Vieles, was guttut, war nicht mehr möglich – etwa Treffen mit Freunden oder ein Kinobesuch.» Knafla betont, dass die Pandemie nicht auf alle gleich und nicht auf alle negativ wirke. Aber die gestiegene Rate schwerer Depressionen dürfe man nicht ignorieren. «Vielen wird es mit dem Ende der Kontaktsperren beinahe automatisch wieder besser gehen. Aber wir wissen auch, dass sich psychische Störungen chronifizieren können.»

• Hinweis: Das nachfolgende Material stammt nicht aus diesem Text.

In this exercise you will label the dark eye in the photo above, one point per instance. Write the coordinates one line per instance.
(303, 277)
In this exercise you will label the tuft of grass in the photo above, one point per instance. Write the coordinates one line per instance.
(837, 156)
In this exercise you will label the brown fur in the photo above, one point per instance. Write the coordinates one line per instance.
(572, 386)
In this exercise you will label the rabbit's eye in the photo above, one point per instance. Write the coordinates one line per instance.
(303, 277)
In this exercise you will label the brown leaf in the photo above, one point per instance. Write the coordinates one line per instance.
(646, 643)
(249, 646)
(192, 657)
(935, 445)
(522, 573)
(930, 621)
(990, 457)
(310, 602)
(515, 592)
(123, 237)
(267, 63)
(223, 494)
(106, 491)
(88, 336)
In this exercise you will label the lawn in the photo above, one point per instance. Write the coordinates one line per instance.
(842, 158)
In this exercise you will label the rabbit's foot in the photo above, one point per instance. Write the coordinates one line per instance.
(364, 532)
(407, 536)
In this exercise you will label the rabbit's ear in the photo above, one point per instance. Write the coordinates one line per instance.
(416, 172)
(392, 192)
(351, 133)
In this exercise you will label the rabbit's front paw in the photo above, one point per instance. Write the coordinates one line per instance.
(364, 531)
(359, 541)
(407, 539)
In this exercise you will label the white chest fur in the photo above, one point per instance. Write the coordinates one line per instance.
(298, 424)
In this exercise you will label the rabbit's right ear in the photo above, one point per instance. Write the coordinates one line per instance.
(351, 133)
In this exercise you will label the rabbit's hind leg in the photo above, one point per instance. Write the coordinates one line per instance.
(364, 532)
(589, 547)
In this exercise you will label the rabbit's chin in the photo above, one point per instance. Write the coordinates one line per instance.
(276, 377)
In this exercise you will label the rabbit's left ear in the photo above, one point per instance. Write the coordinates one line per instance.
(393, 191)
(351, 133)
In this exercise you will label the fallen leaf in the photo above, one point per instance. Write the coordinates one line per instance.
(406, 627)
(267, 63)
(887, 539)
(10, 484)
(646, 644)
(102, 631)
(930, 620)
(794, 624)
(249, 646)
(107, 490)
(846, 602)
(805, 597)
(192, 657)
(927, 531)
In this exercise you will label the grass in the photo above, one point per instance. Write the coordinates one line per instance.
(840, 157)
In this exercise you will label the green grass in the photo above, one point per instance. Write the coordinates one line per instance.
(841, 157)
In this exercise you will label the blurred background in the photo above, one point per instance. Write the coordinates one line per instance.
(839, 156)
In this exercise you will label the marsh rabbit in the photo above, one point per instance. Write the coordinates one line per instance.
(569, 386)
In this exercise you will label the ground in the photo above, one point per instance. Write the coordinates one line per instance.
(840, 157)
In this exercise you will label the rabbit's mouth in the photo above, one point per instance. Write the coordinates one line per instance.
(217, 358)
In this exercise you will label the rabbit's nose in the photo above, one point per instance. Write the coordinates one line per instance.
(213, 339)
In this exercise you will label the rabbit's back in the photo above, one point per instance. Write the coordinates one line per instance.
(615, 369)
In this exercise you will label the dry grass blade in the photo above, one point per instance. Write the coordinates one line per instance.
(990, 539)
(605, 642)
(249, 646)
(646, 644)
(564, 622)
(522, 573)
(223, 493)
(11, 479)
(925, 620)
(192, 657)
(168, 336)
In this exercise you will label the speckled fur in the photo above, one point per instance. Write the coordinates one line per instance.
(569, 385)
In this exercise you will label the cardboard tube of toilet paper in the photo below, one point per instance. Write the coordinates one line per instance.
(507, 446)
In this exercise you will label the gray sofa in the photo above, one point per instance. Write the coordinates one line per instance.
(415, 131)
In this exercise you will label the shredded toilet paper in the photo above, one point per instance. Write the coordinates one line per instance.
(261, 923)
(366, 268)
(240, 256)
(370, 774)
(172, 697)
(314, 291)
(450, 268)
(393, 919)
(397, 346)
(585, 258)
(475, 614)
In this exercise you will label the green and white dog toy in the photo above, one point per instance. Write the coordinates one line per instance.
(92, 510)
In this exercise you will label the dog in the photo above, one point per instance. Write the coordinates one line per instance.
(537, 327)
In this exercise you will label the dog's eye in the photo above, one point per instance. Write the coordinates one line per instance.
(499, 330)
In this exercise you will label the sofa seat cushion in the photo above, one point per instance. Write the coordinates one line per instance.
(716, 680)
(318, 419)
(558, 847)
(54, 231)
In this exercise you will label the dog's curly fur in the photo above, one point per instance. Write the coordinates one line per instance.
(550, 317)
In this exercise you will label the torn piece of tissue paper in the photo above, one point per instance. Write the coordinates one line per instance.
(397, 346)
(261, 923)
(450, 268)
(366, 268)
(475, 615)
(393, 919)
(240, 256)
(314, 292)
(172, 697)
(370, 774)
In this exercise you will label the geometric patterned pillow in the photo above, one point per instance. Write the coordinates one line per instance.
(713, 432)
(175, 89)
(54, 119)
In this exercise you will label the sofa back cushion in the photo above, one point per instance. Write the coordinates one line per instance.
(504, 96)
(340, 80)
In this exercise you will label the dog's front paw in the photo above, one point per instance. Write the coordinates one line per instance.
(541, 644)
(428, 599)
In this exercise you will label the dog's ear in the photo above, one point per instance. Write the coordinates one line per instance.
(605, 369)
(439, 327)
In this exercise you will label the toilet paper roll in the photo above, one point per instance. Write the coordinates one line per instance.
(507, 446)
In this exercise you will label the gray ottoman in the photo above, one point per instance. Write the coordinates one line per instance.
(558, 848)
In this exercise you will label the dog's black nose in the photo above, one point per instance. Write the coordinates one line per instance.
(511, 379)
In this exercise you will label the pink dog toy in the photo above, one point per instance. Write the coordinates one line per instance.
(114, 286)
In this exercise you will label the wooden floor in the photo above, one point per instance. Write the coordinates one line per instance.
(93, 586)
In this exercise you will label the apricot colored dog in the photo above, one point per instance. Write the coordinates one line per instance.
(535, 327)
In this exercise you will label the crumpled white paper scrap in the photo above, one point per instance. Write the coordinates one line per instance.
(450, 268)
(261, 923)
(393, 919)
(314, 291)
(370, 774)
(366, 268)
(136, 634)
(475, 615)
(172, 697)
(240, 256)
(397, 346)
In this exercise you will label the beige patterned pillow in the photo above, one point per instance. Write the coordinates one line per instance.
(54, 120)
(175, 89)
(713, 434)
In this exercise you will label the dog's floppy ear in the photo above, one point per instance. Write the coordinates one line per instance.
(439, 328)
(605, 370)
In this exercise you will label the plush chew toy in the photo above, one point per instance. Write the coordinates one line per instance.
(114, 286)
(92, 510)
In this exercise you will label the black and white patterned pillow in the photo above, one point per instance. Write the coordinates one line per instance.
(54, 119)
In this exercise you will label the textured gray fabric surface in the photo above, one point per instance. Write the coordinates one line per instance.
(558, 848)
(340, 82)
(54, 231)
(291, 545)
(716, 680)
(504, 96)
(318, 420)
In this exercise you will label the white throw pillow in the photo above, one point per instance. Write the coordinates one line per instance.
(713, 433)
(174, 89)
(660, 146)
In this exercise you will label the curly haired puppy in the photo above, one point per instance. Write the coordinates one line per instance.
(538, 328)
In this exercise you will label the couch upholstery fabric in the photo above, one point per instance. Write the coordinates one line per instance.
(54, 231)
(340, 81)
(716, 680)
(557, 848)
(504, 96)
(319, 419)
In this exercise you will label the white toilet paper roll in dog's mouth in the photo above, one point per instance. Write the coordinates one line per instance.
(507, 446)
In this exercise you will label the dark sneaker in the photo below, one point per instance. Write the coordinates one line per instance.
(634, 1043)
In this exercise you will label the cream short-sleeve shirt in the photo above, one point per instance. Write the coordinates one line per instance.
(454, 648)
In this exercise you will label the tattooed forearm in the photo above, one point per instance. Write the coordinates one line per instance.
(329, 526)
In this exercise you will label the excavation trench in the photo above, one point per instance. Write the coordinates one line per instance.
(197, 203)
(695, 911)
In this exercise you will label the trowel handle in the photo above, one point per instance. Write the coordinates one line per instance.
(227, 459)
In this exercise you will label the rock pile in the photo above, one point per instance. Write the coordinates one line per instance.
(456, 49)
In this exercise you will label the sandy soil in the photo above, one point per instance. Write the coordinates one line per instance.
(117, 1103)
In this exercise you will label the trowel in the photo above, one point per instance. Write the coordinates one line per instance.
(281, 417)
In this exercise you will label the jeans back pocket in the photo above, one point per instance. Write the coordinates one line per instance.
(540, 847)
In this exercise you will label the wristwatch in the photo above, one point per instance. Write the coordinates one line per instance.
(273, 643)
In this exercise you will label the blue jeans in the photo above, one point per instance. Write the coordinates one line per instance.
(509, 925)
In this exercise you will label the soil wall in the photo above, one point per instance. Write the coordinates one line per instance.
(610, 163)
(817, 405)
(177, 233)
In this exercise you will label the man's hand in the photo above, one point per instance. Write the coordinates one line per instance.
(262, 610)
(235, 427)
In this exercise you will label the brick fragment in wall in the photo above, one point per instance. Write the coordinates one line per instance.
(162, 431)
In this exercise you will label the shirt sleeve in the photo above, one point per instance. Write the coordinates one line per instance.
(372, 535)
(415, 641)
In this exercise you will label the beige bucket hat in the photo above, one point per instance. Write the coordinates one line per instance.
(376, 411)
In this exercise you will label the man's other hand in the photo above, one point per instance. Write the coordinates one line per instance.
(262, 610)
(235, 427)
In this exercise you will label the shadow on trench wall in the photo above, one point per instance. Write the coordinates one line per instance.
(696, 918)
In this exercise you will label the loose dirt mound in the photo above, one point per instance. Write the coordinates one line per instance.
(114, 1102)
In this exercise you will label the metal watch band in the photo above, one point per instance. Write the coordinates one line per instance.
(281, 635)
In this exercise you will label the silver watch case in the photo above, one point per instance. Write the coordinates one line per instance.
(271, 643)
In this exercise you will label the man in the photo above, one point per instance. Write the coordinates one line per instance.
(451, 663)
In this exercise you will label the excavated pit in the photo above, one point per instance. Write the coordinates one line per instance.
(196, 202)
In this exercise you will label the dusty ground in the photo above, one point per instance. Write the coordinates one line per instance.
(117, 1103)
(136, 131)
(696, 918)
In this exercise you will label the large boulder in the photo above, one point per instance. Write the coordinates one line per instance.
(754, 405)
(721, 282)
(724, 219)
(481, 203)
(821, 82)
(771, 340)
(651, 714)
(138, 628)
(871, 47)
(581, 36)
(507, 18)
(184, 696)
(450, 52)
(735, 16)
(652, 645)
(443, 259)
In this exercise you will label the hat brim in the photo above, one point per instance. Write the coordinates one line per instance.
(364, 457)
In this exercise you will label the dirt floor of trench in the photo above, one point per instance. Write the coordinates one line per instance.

Arbeitgeber können schweren Verläufen vorbeugen, indem sie niederschwellige Beratungsangebote etablieren. «Viele Menschen zögern lange, eine Therapie in Anspruch zu nehmen, und warten, bis es nicht mehr geht. Wer ein Gesprächsangebot über den Arbeitgeber hat, meldet sich vielleicht schon früher», sagt Knafla.Grosse Unternehmen würden daher zunehmend interne Anlaufstellen für Betroffene schaffen. Andere greifen auf externe Anbieter zurück – so etwa Rivella, deren Mitarbeitende sich schon lange auf Unternehmenskosten anonym an einen psychologischen Dienst wenden können.
 

Prävention durch Chefs

«Auch Vorgesetzte sind unsicher, wie sie ihr Team in der neuen Situation am besten führen», sagt Knafla, die den Vorgesetzten eine besondere Rolle bei der Gesundheitsprävention zumisst. Egal, ob es die Stammläuferin im B2Run-Team oder der Dauerkunde am Obstkorb ist: Alle schätzen gute Führungsarbeit, während sich für ein einzelnes Präventionsprogramm selten die gesamte Belegschaft erwärmt.


Chefs können eine vertraute Arbeitsatmosphäre schaffen, die Betroffene ermutigt, sich Hilfe zu suchen. Sie können Hilfe gezielt anbieten, wo sie Bedarf vermuten. Aber oft sind sie zurückhaltend, weil sie sich nicht in Privates einmischen wollen – ein im Zweifel fataler Impuls. «Sehen Sie hin und ziehen Sie eine psychische Störung oder Belastung in Betracht», rät Knafla.«Vielleicht lassen sich die Auffälligkeiten aus dem Zoom-Meeting leicht erklären. Vielleicht steht dahinter aber ein Problem. Lieber einmal früher ansprechen als zu lange warten.»